The problem is our political discourse is of a pathetically low standard and we as a political community don’t engage in any kind of serious debate or research to ascertain and practice the clear distinction between military-grade terrorism/militancy and violent political protest

PTI’s protest at the political level means that your political system is not based on political consensus and that major political forces in the country do not agree on the rules of the games on how to run the system. But no one here is talking about overthrowing the system. PTI’s demands are normal and routine stuff in a democratic political system. They want their leader released from prison, they want a constitutional amendment rolled back, which a vast public opinion in the country considers against the norms of the constitution and they want redressal of the electoral complaint, which is normal. Nothing radical and revolutionary in these demands. PTI leaders are frustrated with the system, they have shown no signs that they want to overthrow the system. Their media and social media campaigns are not sensitive to the fact that they are dealing with the state machinery that has just prevailed in a civil war-like situation and that doesn’t seem to possess the intellectual capacity to conceptualise the difference between political violence and military-grade terrorism. PTI’s social media campaign is much to be blamed for its image as a party that believes in radical solutions away from the status quo-oriented state machinery. At a more serious level what PTI leaders are demanding, with no exception, is perfectly routine and normal political demands. PMLN PPP and other political parties had in the past put forward similar demands in their political protest campaigns.

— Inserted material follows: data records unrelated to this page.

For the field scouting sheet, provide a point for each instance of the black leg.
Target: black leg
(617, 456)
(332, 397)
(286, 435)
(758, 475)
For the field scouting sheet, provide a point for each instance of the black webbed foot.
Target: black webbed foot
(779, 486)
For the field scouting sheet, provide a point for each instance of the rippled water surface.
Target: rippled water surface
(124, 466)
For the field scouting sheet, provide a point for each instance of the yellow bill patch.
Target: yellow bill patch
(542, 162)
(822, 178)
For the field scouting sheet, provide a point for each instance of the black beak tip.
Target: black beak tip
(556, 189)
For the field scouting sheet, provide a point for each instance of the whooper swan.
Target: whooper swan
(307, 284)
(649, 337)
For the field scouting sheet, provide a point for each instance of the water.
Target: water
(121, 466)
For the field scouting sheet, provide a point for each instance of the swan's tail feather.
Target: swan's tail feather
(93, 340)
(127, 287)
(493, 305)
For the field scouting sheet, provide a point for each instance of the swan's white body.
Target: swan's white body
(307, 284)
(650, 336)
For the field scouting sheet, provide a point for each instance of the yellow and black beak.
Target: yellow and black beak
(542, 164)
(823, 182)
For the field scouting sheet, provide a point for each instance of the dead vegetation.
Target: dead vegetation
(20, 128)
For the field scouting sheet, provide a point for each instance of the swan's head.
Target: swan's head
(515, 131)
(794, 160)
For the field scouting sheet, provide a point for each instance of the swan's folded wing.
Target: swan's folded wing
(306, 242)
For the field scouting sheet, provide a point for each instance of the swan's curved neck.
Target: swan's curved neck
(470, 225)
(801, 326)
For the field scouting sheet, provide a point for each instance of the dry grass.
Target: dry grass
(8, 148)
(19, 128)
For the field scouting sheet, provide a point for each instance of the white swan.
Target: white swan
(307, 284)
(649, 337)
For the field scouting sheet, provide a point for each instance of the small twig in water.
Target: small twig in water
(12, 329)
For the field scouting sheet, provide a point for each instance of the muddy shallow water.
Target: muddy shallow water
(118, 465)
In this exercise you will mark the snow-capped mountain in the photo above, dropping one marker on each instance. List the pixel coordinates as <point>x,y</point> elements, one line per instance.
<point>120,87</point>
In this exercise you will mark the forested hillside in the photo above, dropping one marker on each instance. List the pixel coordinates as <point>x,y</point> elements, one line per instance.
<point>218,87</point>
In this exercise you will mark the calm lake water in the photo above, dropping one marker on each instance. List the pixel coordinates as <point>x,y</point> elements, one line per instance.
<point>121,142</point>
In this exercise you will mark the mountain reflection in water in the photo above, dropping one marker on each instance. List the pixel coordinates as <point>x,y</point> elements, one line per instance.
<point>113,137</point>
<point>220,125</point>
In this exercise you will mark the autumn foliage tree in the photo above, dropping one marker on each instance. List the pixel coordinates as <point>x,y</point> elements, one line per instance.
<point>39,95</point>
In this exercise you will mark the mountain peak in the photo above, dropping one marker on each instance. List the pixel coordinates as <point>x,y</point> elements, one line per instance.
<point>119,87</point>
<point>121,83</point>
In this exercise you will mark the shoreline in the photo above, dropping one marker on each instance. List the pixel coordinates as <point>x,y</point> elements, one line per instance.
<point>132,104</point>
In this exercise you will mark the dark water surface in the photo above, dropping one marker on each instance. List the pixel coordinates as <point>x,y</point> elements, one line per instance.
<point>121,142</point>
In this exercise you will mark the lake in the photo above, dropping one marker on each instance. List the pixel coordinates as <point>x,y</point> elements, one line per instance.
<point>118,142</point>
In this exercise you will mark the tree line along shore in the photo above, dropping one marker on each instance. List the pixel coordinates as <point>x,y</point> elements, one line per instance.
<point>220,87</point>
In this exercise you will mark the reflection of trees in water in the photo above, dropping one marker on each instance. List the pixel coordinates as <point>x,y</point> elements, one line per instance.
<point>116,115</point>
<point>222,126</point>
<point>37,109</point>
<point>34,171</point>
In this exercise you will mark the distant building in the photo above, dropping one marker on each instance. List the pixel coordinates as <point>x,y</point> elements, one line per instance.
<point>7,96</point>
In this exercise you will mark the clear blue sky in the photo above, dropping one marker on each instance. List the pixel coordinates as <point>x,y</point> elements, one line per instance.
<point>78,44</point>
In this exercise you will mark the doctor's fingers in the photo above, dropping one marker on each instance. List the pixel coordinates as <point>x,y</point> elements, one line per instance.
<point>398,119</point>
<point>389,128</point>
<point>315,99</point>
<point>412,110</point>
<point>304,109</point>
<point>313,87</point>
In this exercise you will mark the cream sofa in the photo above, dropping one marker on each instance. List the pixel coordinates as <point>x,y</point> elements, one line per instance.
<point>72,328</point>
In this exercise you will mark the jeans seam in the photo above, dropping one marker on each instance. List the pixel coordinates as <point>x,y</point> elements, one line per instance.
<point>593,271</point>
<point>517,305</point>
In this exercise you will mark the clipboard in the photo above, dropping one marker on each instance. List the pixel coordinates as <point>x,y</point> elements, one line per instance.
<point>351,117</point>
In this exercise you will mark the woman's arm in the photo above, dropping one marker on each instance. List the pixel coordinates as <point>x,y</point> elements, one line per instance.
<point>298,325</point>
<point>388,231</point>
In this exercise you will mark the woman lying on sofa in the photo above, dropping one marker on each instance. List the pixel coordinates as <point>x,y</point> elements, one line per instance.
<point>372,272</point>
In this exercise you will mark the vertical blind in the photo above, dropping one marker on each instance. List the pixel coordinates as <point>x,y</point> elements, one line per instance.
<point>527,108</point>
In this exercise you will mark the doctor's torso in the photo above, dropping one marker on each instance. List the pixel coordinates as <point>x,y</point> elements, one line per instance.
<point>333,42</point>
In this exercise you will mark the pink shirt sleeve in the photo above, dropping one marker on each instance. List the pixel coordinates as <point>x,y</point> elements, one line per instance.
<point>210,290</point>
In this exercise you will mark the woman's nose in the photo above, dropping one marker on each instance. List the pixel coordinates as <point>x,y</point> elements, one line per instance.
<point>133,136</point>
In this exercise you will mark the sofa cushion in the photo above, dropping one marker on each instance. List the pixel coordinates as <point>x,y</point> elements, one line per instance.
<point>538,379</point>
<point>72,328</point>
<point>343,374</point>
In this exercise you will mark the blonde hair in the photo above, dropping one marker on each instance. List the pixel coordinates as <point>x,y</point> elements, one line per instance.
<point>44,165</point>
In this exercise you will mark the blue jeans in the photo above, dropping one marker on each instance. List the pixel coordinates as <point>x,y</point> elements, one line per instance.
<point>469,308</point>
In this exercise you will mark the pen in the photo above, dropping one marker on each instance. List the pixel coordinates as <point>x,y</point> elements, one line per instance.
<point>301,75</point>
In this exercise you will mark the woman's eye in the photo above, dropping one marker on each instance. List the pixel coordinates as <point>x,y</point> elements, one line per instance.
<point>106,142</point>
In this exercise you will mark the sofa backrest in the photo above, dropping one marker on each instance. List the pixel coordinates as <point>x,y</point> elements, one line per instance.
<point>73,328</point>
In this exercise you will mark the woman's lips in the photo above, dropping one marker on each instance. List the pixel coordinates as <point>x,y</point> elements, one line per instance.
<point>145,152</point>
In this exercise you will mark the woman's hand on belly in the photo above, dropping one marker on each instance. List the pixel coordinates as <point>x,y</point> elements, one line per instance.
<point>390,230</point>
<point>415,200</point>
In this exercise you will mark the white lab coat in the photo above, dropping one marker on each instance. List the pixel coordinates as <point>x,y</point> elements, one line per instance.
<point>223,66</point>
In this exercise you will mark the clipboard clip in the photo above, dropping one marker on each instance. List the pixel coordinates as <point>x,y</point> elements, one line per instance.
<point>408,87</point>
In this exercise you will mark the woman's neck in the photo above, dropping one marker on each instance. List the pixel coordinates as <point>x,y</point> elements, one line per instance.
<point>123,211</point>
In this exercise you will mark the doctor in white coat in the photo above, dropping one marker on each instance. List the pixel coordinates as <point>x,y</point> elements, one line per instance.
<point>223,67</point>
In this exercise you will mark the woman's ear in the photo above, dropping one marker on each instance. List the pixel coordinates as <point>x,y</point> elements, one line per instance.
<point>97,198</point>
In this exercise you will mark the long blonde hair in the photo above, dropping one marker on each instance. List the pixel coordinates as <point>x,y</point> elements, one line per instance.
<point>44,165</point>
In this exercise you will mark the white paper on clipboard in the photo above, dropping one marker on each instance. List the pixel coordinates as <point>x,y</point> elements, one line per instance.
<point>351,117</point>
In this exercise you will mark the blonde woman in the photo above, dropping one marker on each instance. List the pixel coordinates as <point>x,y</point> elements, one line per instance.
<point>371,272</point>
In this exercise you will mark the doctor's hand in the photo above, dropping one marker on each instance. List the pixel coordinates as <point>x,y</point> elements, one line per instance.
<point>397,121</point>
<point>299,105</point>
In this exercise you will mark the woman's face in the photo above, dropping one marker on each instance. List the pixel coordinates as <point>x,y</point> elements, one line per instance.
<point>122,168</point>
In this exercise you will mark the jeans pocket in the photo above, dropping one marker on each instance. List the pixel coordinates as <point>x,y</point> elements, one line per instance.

The problem is our political discourse is of a pathetically low standard and we as a political community don’t engage in any kind of serious debate or research to ascertain and practice the clear distinction between military-grade terrorism/militancy and violent political protest. Our political system is increasingly showing authoritarian tendencies in dealing with political dissent and protest. The main reason for this is that the state machinery has failed to distinguish between forces that carry out military-grade terrorism/militancy and the uncouth political forces—Chief Minister Khyber Pakhtunkhwa, Ali Amin Gandapur comes to mind--which want to replace the government of one political party with the government of another political party. Vying for power is normal in a parliamentary democracy especially when the difference in the strength of parliamentary parties in the national assembly is very thin. Our state machinery needs to conceptualise this difference, and its leaders should try to diffuse this concept into the rank and file of their forces. Using firearms against political protests, no matter how violent they might turn, is an extremely dangerous exercise, which could have a corrosive impact on the delicate relations that exist between Pakistan society and the state machinery. Your space for committing mistakes is extremely small.